There seems to be a few extra register moves with this change

llvm/test/CodeGen/X86/recip-fastmath.ll
819

Any chance that we can avoid this regression (and the other ones above)?

craig.topper marked an inline comment as done.Feb 26 2020, 10:34 AM
craig.topper added inline comments.
llvm/test/CodeGen/X86/recip-fastmath.ll
819

Not without a new heuristic. We would need to see that one of the kills we're choosing for vfmsub is tied to xmm0 and that the user of the vfmsub def, the vfnmadd132ps, has its def tied to xmm0 and that it's commutable into a form that would allow the output from the vfmsub to be tied to that def.

OK, please can you add the additional tests now?

Rebase after uploading test. Hopefully with context this time

craig.topper edited the summary of this revision. (Show Details)Feb 27 2020, 8:56 PM
craig.topper edited the summary of this revision. (Show Details)
RKSimon accepted this revision.Feb 28 2020, 3:08 AM

LGTM, please can you raise a bug about fixing the extra move cases?
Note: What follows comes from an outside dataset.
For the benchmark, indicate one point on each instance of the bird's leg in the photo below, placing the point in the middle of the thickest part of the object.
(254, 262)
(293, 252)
This revision is now accepted and ready to land.Feb 28 2020, 3:08 AM
This revision was automatically updated to reflect the committed changes.
chriselrod added a comment.EditedFeb 21 2021, 11:16 PM

I'm still seeing this for a complex dot product on LLVM 11.0.1. Godbolt example

LLVM IR:

L61:                                              ; preds = %L61, %L30.preheader
  %value_phi20178 = phi <8 x double> [ %res.i118, %L61 ], [ zeroinitializer, %L30.preheader ]
  %value_phi19177 = phi <8 x double> [ %res.i119, %L61 ], [ zeroinitializer, %L30.preheader ]
  %value_phi16176 = phi <8 x double> [ %res.i124, %L61 ], [ zeroinitializer, %L30.preheader ]
  %value_phi15175 = phi <8 x double> [ %res.i125, %L61 ], [ zeroinitializer, %L30.preheader ]
  %value_phi9174 = phi i64 [ %ptr.2.i114, %L61 ], [ %11, %L30.preheader ]
  %value_phi173 = phi i64 [ %ptr.2.i117, %L61 ], [ %10, %L30.preheader ]
  %ptr.1.i148 = inttoptr i64 %value_phi173 to <16 x double>*
  %res.i149 = load <16 x double>, <16 x double>* %ptr.1.i148, align 8
  %res.i147 = shufflevector <16 x double> %res.i149, <16 x double> undef, <8 x i32> <i32 0, i32 2, i32 4, i32 6, i32 8, i32 10, i32 12, i32 14>
  %res.i146 = shufflevector <16 x double> %res.i149, <16 x double> undef, <8 x i32> <i32 1, i32 3, i32 5, i32 7, i32 9, i32 11, i32 13, i32 15>
  %ptr.0.i143 = inttoptr i64 %value_phi173 to double*
  %ptr.1.i144 = getelementptr inbounds double, double* %ptr.0.i143, i64 16
  %ptr.1.i141 = bitcast double* %ptr.1.i144 to <16 x double>*
  %res.i142 = load <16 x double>, <16 x double>* %ptr.1.i141, align 8
  %res.i140 = shufflevector <16 x double> %res.i142, <16 x double> undef, <8 x i32> <i32 0, i32 2, i32 4, i32 6, i32 8, i32 10, i32 12, i32 14>
  %res.i139 = shufflevector <16 x double> %res.i142, <16 x double> undef, <8 x i32> <i32 1, i32 3, i32 5, i32 7, i32 9, i32 11, i32 13, i32 15>
  %ptr.1.i137 = inttoptr i64 %value_phi9174 to <16 x double>*
  %res.i138 = load <16 x double>, <16 x double>* %ptr.1.i137, align 8
  %res.i136 = shufflevector <16 x double> %res.i138, <16 x double> undef, <8 x i32> <i32 0, i32 2, i32 4, i32 6, i32 8, i32 10, i32 12, i32 14>
  %res.i135 = shufflevector <16 x double> %res.i138, <16 x double> undef, <8 x i32> <i32 1, i32 3, i32 5, i32 7, i32 9, i32 11, i32 13, i32 15>
  %ptr.0.i132 = inttoptr i64 %value_phi9174 to double*
  %ptr.1.i133 = getelementptr inbounds double, double* %ptr.0.i132, i64 16
  %ptr.1.i130 = bitcast double* %ptr.1.i133 to <16 x double>*
  %res.i131 = load <16 x double>, <16 x double>* %ptr.1.i130, align 8
  %res.i129 = shufflevector <16 x double> %res.i131, <16 x double> undef, <8 x i32> <i32 0, i32 2, i32 4, i32 6, i32 8, i32 10, i32 12, i32 14>
  %res.i128 = shufflevector <16 x double> %res.i131, <16 x double> undef, <8 x i32> <i32 1, i32 3, i32 5, i32 7, i32 9, i32 11, i32 13, i32 15>
  %res.i127 = call nsz contract <8 x double> @llvm.fma.v8f64(<8 x double> %res.i146, <8 x double> %res.i135, <8 x double> %value_phi15175)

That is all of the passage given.